Taxation of public benefit organisations changed

 
‘Ruling could take parties unaware’ – Piet Nel.

JOHANNESBURG – Public benefit organisations (PBOs) should take note of a new binding ruling issued by the South African Revenue Service (Sars), which could result in the loss of their tax exemption on business undertakings or trade activities.

Last month, Sars issued a binding general ruling, which aims to provide clarity on the concept “substantially the whole”.

In terms of tax legislation, public benefit organisations and recreational clubs do not have to pay tax on amounts received or accrued from business or trading activities that do not fall within their normal public benefit activities, provided that “substantially the whole” of the funds derived from these activities are directed towards the recovery of costs.

For example: The majority of the income of a church with PBO status may come from tithing, which for tax purposes, would be deemed a public benefit activity and would be exempt from tax. The church may however also regularly sell hamburgers on Saturdays as a means to supplement its income. This would be regarded as a business undertaking or trading activity.

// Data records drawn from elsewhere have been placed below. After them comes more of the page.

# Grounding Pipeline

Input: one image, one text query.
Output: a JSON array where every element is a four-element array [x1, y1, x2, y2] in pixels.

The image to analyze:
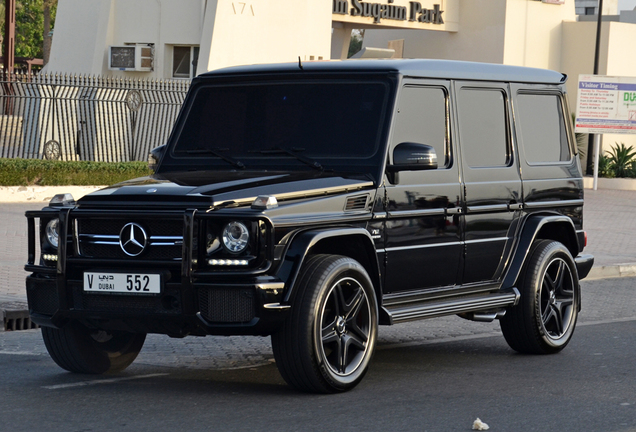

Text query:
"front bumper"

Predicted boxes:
[[26, 273, 289, 337]]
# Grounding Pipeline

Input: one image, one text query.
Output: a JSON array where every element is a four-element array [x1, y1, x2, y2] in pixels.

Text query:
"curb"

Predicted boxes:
[[0, 302, 39, 332], [584, 264, 636, 280], [0, 186, 105, 203]]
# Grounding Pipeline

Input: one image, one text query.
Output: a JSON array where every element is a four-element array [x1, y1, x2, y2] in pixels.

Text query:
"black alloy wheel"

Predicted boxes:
[[272, 255, 378, 393], [42, 322, 146, 374], [500, 240, 580, 354]]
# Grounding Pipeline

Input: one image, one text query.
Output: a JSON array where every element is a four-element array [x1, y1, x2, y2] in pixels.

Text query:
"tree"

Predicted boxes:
[[347, 29, 364, 58], [42, 0, 57, 64], [0, 0, 57, 62]]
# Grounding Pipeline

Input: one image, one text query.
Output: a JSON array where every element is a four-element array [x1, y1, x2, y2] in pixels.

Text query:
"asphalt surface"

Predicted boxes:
[[0, 190, 636, 432], [0, 278, 636, 432]]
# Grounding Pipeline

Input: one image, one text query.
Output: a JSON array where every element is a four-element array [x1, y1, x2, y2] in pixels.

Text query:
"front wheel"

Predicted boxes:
[[42, 322, 146, 374], [500, 240, 581, 354], [272, 255, 378, 393]]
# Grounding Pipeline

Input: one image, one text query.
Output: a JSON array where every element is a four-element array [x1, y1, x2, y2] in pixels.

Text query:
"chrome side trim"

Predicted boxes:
[[272, 211, 371, 227], [212, 182, 373, 207], [389, 208, 446, 218], [256, 282, 285, 290], [464, 237, 508, 244], [467, 204, 508, 213], [387, 288, 520, 324], [525, 200, 583, 209], [384, 241, 462, 252], [263, 303, 291, 311]]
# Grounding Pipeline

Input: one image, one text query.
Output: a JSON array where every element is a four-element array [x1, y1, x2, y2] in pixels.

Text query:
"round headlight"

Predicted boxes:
[[222, 222, 250, 253], [45, 219, 60, 248]]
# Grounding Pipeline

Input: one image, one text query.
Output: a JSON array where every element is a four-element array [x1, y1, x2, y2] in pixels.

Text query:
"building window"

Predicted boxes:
[[172, 46, 199, 78]]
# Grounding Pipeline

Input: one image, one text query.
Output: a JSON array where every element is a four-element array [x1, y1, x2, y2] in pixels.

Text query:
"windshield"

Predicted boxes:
[[166, 80, 389, 173]]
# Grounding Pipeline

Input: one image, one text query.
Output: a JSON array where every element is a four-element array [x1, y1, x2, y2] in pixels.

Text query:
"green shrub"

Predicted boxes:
[[0, 158, 152, 186], [607, 143, 636, 177], [598, 155, 616, 178]]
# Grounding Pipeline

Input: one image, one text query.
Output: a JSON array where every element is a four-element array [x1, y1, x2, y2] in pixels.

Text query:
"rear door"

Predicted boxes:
[[454, 82, 523, 284]]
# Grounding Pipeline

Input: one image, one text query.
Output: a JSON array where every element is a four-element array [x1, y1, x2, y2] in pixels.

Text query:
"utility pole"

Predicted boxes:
[[585, 0, 603, 176], [4, 0, 15, 74]]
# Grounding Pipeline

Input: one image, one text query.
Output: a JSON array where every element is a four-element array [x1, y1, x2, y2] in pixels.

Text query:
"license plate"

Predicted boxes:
[[84, 272, 161, 294]]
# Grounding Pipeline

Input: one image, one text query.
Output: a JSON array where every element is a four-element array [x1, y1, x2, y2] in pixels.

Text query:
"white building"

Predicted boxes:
[[46, 0, 636, 157]]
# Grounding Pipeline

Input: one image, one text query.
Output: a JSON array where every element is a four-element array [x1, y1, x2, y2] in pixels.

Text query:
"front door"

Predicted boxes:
[[385, 80, 462, 293]]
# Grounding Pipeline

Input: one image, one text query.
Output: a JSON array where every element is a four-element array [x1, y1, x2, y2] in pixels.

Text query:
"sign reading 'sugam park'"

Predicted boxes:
[[332, 0, 459, 32]]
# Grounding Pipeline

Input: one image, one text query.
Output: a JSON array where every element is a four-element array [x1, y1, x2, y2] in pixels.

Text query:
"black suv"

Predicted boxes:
[[25, 60, 594, 392]]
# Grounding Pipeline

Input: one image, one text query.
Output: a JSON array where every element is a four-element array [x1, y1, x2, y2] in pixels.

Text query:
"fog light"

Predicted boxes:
[[42, 254, 57, 261], [208, 259, 249, 266], [45, 219, 60, 248]]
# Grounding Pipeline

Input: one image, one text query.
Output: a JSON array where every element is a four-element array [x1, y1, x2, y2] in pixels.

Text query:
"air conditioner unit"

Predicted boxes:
[[108, 44, 155, 72]]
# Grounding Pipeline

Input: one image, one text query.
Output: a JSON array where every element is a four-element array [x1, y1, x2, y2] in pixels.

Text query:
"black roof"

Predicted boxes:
[[202, 59, 567, 84]]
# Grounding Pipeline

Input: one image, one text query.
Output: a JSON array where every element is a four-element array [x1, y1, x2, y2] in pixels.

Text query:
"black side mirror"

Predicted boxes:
[[388, 142, 437, 172], [148, 144, 166, 172], [386, 142, 437, 184]]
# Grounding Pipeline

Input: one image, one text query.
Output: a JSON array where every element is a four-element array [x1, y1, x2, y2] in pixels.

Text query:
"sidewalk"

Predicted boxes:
[[0, 188, 636, 331]]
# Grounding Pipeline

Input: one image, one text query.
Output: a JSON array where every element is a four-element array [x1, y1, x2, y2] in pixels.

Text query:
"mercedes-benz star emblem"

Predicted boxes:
[[119, 222, 148, 256]]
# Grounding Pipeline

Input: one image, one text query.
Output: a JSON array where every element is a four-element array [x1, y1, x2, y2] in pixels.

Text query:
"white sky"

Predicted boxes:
[[618, 0, 636, 11]]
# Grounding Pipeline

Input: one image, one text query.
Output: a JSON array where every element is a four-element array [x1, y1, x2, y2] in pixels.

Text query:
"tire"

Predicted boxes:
[[500, 240, 581, 354], [272, 255, 378, 393], [42, 322, 146, 374]]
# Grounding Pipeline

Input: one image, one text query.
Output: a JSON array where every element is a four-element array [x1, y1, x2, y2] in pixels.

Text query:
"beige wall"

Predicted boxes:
[[561, 22, 636, 159], [503, 0, 576, 70], [47, 0, 332, 78], [364, 0, 506, 63], [364, 0, 576, 66], [47, 0, 112, 74], [199, 0, 331, 73]]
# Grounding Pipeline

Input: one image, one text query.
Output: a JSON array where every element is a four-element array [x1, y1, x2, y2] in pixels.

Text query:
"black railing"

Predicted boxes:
[[0, 73, 190, 162]]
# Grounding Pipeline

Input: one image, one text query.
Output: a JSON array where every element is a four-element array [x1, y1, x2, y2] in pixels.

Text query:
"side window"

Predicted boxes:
[[516, 93, 572, 164], [458, 88, 511, 168], [391, 86, 450, 169]]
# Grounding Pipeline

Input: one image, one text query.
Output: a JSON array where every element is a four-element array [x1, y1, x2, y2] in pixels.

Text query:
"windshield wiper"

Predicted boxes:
[[248, 147, 324, 171], [186, 148, 245, 169]]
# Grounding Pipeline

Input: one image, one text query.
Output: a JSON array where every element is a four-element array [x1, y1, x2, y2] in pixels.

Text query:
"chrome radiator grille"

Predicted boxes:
[[75, 216, 183, 261]]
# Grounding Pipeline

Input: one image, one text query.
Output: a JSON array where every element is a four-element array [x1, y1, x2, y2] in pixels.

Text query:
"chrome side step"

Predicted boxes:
[[384, 288, 521, 324]]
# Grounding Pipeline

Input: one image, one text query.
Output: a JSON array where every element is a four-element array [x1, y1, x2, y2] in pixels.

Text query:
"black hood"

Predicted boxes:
[[79, 171, 373, 206]]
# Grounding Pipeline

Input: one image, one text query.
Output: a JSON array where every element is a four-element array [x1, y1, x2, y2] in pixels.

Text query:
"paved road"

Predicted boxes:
[[0, 189, 636, 305], [0, 278, 636, 432]]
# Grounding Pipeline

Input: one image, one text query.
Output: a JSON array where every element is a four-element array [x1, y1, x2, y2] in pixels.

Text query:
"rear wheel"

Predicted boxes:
[[272, 255, 378, 393], [42, 322, 146, 374], [500, 240, 580, 354]]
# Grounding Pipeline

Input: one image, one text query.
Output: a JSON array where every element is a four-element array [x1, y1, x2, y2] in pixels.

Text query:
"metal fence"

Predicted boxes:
[[0, 74, 190, 162]]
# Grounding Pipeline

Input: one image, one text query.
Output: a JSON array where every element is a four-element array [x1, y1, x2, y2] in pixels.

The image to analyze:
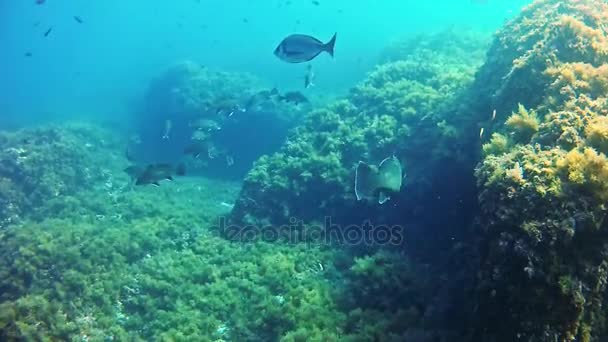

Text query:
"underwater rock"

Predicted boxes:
[[355, 156, 403, 204], [231, 29, 487, 242], [471, 0, 608, 341], [0, 124, 122, 227], [136, 62, 310, 177]]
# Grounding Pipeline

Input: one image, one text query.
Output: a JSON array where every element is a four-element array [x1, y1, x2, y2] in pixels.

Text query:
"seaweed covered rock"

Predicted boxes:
[[133, 61, 310, 175], [232, 30, 484, 231], [475, 0, 608, 341], [0, 125, 122, 227]]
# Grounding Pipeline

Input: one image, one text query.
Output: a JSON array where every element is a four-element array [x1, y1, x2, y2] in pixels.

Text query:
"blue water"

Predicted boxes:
[[0, 0, 527, 125]]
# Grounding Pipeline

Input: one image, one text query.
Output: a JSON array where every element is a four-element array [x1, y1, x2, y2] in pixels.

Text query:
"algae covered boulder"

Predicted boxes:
[[475, 0, 608, 341], [0, 124, 123, 227], [132, 61, 310, 177], [231, 32, 486, 238]]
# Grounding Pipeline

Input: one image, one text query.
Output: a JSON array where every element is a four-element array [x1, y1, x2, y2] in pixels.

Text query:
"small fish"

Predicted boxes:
[[184, 142, 208, 158], [220, 202, 234, 210], [355, 156, 404, 204], [279, 91, 310, 105], [125, 146, 135, 162], [123, 165, 145, 180], [190, 119, 222, 132], [125, 163, 185, 186], [244, 88, 279, 111], [163, 120, 173, 140], [274, 34, 336, 63], [304, 64, 315, 89]]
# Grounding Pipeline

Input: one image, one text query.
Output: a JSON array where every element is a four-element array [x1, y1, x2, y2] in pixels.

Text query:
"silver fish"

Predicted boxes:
[[304, 64, 315, 89], [274, 34, 336, 63]]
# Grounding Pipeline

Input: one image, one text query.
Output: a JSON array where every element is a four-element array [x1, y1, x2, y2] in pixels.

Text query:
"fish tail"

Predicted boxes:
[[324, 32, 338, 57]]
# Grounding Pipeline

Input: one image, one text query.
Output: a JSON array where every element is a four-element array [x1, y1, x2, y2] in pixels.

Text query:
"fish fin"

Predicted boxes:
[[324, 32, 338, 57], [175, 163, 186, 176], [355, 161, 377, 201], [376, 156, 403, 192], [378, 191, 391, 204]]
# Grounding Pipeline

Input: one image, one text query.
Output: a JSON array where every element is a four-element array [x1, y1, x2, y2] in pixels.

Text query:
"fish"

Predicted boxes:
[[123, 165, 145, 181], [244, 88, 279, 111], [304, 64, 315, 89], [184, 142, 207, 158], [125, 146, 135, 162], [125, 163, 186, 186], [355, 156, 404, 204], [163, 119, 173, 140], [279, 91, 310, 105], [274, 33, 337, 63], [190, 119, 222, 132]]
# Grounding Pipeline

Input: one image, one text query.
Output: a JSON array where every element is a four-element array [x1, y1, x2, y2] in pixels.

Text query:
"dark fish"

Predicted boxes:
[[355, 156, 403, 204], [244, 88, 279, 111], [123, 165, 145, 181], [184, 141, 209, 158], [274, 34, 336, 63], [135, 163, 185, 186], [125, 146, 135, 162], [279, 91, 310, 105]]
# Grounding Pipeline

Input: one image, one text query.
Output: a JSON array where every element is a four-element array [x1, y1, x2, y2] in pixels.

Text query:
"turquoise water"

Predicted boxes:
[[11, 0, 608, 342], [0, 0, 526, 125]]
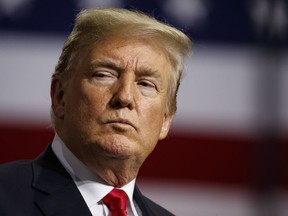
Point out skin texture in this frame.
[51,38,173,187]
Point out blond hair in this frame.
[52,8,191,114]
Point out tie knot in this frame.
[102,188,128,211]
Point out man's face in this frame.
[52,39,173,167]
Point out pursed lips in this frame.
[106,118,136,130]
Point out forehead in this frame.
[85,37,171,73]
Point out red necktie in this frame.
[102,188,128,216]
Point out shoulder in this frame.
[134,186,174,216]
[0,161,32,187]
[143,196,174,216]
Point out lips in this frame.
[107,118,136,129]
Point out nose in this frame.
[111,77,136,110]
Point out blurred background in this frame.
[0,0,288,216]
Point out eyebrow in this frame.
[88,58,121,70]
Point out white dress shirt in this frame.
[52,134,142,216]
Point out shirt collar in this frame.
[52,134,136,206]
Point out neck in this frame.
[87,158,140,187]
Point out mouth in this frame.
[106,119,136,130]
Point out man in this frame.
[0,9,190,216]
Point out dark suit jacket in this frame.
[0,146,173,216]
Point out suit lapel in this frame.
[133,185,155,216]
[32,146,91,216]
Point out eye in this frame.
[138,80,156,89]
[92,71,117,80]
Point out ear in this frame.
[159,113,174,140]
[50,79,65,119]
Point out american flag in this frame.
[0,0,288,216]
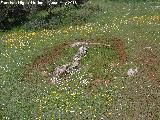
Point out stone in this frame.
[54,64,70,76]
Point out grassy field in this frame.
[0,1,160,120]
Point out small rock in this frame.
[54,64,70,76]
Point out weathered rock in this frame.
[54,64,70,76]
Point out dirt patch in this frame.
[113,38,127,65]
[33,40,110,68]
[136,48,160,83]
[33,42,69,68]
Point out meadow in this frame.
[0,0,160,120]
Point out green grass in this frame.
[0,1,160,120]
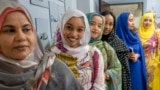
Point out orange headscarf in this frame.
[138,13,155,44]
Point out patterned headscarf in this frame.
[138,13,155,43]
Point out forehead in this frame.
[128,13,134,19]
[3,11,30,24]
[66,17,84,25]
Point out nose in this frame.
[93,25,99,30]
[71,29,78,36]
[15,30,26,42]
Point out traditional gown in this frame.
[138,13,160,90]
[116,12,147,90]
[87,13,122,90]
[51,10,105,90]
[101,11,131,90]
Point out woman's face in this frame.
[103,15,114,35]
[0,12,37,60]
[143,17,154,28]
[90,16,103,39]
[128,14,134,30]
[63,17,85,48]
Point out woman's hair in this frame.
[101,10,116,29]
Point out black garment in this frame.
[102,30,131,90]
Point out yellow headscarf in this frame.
[138,13,155,44]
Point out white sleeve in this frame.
[93,47,105,90]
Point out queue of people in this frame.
[0,0,160,90]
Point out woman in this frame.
[0,0,83,90]
[116,12,147,90]
[87,13,122,90]
[51,10,105,90]
[138,13,160,90]
[101,11,131,90]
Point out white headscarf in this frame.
[55,10,90,46]
[52,10,90,60]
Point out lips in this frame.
[68,37,77,42]
[14,45,29,51]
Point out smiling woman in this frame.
[51,10,105,90]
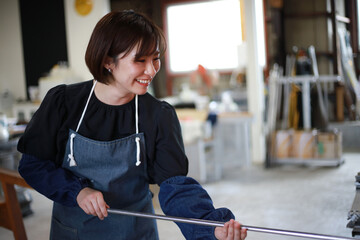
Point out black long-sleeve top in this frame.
[18,81,188,206]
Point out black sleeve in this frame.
[19,154,89,207]
[18,85,88,206]
[153,102,188,185]
[18,85,66,161]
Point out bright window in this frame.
[166,0,242,73]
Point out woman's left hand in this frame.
[215,219,247,240]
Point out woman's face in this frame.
[107,47,161,95]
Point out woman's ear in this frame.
[104,57,115,69]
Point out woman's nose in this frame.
[144,61,157,77]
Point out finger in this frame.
[234,222,243,239]
[97,196,108,218]
[241,228,247,239]
[92,200,104,220]
[227,219,234,239]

The Sars ruling eliminates uncertainty over the concept. The ruling clearly stipulates that “substantially the whole is regarded by Sars to mean 90% or more. However, in order to overcome certain practical difficulties Sars will accept a percentage of not less than 85%.”

At this stage it is unclear what the revenue authority regards as “practical difficulties”.

In terms of Sars interpretation notes, receipts and accruals from business activities could include donations, subsidies, school fees, rent, accommodation charges, fund-raising activities, investment income, the sale of movable and immovable assets and inheritances.

Piet Nel, project director for tax at the South African Institute of Chartered Accountants (Saica), says the Income Tax Act does not explicitly define what it regards as “substantially the whole”. South African courts have also not been called on the interpretation of the concept. 

Although the practice generally prevailing had been to use a percentage of 85%, organisations may for instance still have been exempt from tax on business activities if 83% or 84% of the income from these activities were directed towards the recovery of cost.

However, the new percentage could take organisations unawares, Nel says.

He explains that an entity may embark on a trading activity and find, when final accounts are drawn, that the receipts exceed the cost by 10.5% (or 15.1%).

“If we assume that this entity already received other receipts which exceed R200 000 (or 5% of receipts) this ‘profit’ would now become subject to tax.”

The ruling is effective from December 10 2013 and applies for an indefinite period.

The ruling is also relevant to professional organisations, mutual loan organisations, fidelity or indemnity funds, trade unions, chambers of commerce or industry or local publicity associations.